Through the establishment of regional “good government councils” or Juntas de Buen Gobierno—as opposed to the so-called mal gobierno or bad government they associate with the Mexican state—the Zapatistas have managed to extend their influence beyond the zone of the movement’s origins in the Lacandon jungle and into the northern highlands (in places like Aldama Magdalena) and frontier regions of Chiapas. Their emphasis on collective control of land and development challenges the principle of private property as well as the state’s monopoly over investment decisions. Tangible gains in terms of women’s rights, autonomous education, and health care have further fortified Zapatista infrastructure.

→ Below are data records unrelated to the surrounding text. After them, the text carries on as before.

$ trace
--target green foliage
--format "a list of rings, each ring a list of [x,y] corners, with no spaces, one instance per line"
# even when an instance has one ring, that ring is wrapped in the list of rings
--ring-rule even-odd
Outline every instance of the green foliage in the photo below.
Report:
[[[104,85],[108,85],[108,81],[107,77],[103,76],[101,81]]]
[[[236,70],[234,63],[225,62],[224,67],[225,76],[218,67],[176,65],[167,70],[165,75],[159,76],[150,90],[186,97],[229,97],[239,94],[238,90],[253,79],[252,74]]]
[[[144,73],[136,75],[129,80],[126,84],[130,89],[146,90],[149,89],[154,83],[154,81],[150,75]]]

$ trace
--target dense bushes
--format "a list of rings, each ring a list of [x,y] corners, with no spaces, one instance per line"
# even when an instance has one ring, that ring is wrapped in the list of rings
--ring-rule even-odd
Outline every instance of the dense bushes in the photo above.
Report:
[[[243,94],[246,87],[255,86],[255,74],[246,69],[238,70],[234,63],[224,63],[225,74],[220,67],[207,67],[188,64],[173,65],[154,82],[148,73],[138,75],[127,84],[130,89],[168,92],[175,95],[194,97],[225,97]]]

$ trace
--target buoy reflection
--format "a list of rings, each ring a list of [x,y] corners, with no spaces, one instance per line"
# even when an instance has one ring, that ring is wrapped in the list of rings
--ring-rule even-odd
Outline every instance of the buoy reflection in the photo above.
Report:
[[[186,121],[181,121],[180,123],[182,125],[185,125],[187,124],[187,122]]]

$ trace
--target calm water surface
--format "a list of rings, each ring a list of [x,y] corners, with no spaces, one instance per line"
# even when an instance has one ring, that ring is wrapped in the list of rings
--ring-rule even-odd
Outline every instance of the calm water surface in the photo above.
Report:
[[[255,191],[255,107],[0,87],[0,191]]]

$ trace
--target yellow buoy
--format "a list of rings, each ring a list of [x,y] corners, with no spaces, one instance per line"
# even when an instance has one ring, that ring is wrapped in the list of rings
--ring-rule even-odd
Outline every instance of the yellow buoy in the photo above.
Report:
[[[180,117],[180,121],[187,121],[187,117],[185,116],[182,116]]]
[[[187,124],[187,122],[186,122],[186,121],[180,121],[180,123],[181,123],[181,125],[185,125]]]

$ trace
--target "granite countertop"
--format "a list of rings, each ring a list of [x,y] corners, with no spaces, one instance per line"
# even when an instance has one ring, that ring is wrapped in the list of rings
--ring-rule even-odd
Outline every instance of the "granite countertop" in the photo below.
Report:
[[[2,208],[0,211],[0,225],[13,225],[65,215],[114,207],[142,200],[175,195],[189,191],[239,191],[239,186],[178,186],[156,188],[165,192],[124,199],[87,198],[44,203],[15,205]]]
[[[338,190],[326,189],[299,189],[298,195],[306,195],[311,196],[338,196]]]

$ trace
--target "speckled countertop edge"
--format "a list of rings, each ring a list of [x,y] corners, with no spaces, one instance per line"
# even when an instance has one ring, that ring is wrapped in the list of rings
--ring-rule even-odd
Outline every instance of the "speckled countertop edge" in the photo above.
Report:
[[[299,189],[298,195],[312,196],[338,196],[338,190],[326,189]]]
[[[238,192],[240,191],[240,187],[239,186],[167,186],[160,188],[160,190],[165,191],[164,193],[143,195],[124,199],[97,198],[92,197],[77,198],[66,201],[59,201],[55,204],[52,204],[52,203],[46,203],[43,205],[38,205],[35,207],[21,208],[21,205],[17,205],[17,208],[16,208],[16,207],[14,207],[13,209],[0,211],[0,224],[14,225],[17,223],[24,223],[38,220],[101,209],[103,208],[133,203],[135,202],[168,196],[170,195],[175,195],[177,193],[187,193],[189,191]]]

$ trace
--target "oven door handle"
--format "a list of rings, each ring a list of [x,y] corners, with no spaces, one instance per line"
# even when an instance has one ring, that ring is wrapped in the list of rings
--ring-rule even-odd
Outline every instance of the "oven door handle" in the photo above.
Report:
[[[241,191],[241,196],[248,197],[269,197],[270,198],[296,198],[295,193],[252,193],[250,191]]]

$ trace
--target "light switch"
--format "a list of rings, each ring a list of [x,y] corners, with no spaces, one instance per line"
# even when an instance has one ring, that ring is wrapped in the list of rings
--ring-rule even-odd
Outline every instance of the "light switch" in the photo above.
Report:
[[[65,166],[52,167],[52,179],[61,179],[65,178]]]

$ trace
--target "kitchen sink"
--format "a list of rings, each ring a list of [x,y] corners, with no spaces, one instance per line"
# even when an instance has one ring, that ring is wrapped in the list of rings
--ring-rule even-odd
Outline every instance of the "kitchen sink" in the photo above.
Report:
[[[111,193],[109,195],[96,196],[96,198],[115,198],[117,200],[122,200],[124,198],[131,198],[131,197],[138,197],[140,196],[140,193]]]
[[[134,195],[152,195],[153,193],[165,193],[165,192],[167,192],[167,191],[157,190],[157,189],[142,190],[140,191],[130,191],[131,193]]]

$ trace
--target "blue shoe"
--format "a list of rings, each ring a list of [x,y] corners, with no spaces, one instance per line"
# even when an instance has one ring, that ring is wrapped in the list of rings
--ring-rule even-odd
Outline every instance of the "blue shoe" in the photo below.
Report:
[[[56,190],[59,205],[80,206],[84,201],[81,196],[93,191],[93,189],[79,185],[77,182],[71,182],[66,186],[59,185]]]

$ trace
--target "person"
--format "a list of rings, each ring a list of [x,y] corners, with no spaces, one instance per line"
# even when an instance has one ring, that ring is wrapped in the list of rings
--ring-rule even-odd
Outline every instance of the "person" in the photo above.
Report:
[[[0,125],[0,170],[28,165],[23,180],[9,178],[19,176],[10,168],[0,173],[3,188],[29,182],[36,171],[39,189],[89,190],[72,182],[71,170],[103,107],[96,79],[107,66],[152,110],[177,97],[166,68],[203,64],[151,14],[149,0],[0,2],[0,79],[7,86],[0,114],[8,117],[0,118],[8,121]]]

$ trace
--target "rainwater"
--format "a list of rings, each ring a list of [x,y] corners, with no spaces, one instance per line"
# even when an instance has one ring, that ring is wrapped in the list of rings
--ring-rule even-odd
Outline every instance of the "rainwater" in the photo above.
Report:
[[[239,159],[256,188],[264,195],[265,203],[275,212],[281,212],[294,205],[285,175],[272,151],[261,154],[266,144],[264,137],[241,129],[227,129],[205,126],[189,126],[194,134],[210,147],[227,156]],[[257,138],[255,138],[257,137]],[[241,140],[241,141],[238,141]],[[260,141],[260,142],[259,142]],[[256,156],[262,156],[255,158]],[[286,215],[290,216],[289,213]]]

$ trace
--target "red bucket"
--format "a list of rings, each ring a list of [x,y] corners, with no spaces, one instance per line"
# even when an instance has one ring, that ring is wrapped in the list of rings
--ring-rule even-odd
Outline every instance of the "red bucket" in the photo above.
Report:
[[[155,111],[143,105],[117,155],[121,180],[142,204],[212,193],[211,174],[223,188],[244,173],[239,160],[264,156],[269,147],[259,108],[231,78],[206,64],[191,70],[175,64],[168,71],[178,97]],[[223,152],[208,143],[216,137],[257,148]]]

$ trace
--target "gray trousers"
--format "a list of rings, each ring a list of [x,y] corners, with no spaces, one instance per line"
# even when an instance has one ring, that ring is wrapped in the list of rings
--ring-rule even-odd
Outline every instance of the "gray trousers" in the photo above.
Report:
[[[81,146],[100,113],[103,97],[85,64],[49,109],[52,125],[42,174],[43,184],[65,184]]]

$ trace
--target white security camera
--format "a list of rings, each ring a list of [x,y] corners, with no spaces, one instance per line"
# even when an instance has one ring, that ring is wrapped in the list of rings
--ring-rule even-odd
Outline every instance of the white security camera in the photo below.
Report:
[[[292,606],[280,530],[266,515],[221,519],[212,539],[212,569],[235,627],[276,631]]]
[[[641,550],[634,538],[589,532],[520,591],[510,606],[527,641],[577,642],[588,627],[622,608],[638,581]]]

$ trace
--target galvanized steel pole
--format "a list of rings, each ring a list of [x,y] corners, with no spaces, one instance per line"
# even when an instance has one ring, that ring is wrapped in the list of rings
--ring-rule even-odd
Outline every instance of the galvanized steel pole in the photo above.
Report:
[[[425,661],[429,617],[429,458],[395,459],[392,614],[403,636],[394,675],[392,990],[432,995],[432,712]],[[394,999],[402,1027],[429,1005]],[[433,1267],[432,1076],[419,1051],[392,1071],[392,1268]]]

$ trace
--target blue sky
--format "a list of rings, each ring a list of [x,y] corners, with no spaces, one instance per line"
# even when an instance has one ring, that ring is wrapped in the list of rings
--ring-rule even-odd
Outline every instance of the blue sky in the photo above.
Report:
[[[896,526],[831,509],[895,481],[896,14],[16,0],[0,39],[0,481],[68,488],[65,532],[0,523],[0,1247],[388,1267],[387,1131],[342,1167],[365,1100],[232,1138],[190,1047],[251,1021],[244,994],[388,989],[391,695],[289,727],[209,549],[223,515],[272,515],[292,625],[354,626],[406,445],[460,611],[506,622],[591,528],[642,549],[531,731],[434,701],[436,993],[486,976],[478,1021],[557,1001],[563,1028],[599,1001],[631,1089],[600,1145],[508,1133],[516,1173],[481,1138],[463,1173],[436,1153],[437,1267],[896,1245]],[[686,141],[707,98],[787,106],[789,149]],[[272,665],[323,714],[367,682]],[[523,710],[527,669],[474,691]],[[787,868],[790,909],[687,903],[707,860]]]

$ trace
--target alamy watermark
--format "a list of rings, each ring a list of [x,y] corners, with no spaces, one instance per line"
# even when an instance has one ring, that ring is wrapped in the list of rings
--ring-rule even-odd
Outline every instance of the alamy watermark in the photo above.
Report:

Laudable as it may be, the Zapatista policy of resistencia—accepting no funds or resources from the Mexican state—has presented a practical difficulty in attempts to gain a foothold in communities that rely on government services or agricultural subsidies. Its refusal, further, to build alliances with non-autonomous peasant organizations and political parties (its relationship with center-left parties such as President López Obrador’s MORENA, for example, has been particularly strained) has meant that its influence over national politics has been limited (despite the groundbreaking 2018 presidential campaign of indigenous candidate, María de Jesús Patricio Martínez). For supporters in other parts of Mexico, it has been difficult to figure out how the principles of mandar obedeciendo might be applied in more urban, multiethnic settings. In short, while zapatismo exerts a genuine moral force in Mexican politics, its practical reach has been largely confined to the areas under its direct control.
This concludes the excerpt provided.